‘Dust’, a one woman show, written and performed by Milly Thomas, crackles with humour and sharp social observation. Not what you might expect from a play that pitches itself as a ‘fragile’ and personal account of one woman’s severe depression.

The bold tone is set in the first few seconds as twenty something, Alice crouches over her own dead body laid on the slab and says, ‘Fuck, I think this is the end’.
But it’s not. Dead to everyone else in her world but very much alive to the audience, she takes some satisfaction from an examination her own corpse, ‘I look like someone’s fit dead wife in a costume drama.’

For the next hour and twenty minutes, Milly Thomas plays Alice in what feels like a manic state, as well as her mother, father, aunt and best friend, as she takes a tour round life after her own death. First she visits her family home where she finds her parents paralysed by grief and her aunt planning a mood board for the funeral. Alice is obsessed with bodies and sex – promiscuity clearly a symptom of her condition as well as a search for pleasure and Thomas’ play is refreshingly bold in this area.

Directed beautifully by Sarah Joyce, Thomas skilfully switches mood or character in an instant, with a performance thrilling in it’s precision. Alice is acerbic, witty and utterly assured of her usually harsh convictions. As she explains, it took years to turn her sadness to anger and now it burns bright. The fuel of her suicide.

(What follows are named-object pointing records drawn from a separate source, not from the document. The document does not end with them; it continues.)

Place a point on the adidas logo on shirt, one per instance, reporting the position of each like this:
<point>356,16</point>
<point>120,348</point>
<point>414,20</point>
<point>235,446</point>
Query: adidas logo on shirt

The pace and sharp characterisation makes you forget the sadness at the heart of ‘Dust’–until it stops and it hits you that this seemingly irrepressible force of life is actually dead. Thomas writing does not ask you to feel, it’s power lies in the way it distracts you again and again until the lights go down.

Joyce believes they are ‘tapping into something unspoken because people don’t know how to articulate it.’ The truth is ‘Dust’ will give you no answers to the question of what it is that drives some people with so much ahead, to commit suicide. However it does paint a vivid and raw picture of an individual in a state of controlling rage and isolation as well as the devastation that the loss of a young life leaves in it’s wake.